El partido terminó apretado, 1 a 1. El poste nos salvó de perder a pocos minutos del final. En tiempo suplementario, Kempes y Bertoni definieron el pleito.
Las tribunas eran un espectáculo, y luego desde el obelisco se reiteraban las notas televisivas. La costanera santafesina, los boulevares y por todos los rincones de nuestro territorio se exacerbaba el fanatismo futbolero. El país era una fiesta.

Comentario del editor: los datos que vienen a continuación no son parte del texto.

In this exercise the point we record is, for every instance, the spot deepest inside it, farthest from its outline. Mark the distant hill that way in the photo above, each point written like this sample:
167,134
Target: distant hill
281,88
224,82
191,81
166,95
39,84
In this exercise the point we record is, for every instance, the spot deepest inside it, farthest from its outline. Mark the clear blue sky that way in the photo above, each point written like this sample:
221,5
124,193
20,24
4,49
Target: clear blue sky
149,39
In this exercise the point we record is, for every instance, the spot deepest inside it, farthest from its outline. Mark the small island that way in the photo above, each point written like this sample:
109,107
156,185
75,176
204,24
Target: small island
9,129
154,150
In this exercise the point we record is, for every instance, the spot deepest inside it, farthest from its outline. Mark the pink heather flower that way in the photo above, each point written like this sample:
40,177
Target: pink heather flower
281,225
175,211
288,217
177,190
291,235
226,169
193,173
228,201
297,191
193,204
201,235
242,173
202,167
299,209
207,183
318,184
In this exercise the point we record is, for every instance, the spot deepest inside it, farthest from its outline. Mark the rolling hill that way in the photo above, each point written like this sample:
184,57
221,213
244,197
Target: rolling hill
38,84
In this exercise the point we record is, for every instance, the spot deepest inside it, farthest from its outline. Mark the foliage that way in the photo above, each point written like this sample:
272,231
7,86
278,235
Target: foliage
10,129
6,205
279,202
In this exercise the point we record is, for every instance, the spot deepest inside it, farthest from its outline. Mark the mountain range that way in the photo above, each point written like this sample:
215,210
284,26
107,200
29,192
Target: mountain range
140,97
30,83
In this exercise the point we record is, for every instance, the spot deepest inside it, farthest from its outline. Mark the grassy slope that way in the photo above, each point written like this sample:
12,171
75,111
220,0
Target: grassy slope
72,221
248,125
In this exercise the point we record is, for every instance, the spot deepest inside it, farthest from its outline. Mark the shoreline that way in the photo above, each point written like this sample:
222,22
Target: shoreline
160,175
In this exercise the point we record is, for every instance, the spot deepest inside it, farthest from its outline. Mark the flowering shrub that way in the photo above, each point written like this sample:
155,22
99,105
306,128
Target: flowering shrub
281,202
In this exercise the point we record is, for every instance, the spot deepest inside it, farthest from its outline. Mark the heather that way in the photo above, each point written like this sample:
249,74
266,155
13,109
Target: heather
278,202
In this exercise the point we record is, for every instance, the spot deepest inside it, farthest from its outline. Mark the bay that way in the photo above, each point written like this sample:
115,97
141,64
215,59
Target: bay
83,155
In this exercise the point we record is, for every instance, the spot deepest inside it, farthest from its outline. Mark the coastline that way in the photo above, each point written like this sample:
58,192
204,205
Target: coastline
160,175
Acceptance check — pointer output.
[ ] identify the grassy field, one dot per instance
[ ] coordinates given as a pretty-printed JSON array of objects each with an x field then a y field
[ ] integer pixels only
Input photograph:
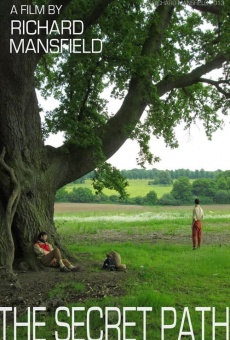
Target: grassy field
[
  {"x": 162, "y": 272},
  {"x": 137, "y": 187}
]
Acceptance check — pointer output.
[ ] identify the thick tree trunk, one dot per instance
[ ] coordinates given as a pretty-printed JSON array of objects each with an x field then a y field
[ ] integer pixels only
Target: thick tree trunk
[{"x": 20, "y": 135}]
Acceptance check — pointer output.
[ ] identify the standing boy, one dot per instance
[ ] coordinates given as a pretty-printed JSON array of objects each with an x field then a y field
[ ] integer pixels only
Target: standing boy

-¡Somos campeones! -gritó el Capitán y se abrazó con sus camaradas. En esos momentos todos festejaban, incluso un par de prisioneros, que limpieza, esposas y grilletes mediante, estaban presentes en el sector del TV.
En la ciudad, en el país, no había distinciones ni discriminación. Ni de razas, ideológicas o religiosas, ni pobres ni ricos. Los honestos y ladrones, jefes y empleados, oligarcas y plebeyos, dictadores y sumisos, victimarios y víctimas. El relator aullaba en la TV:
-¡Todos somos argentinos, todos somos campeones!
Al día siguiente, con una foto inmensa de Kempes y del crédito local Leopoldo Jacinto Luque, el vespertino local titulaba a página completa:

LOS ARGENTINOS SOMOS LOS MEJORES
¡ARGENTINA CAMPEÓN!

En un costado inferior, una foto de la junta militar festejando el campeonato en las plateas del estadio.
En la página policial, un pequeño informe decía: “Joven guerrillera, morocha de cabello largo, fue acribillada en un enfrentamiento con las fuerzas del ejército en la ruta 11, en el ingreso norte de la ciudad. La subversiva, portando abundante material de una organización terrorista, munida de armamento de grueso calibre y granadas que no alcanzó a hacer explotar, se resistió a un control caminero y fue abatida por las fuerzas del orden. Se está tratando de determinar su verdadera identidad, dado que contaba con documentación apócrifa.”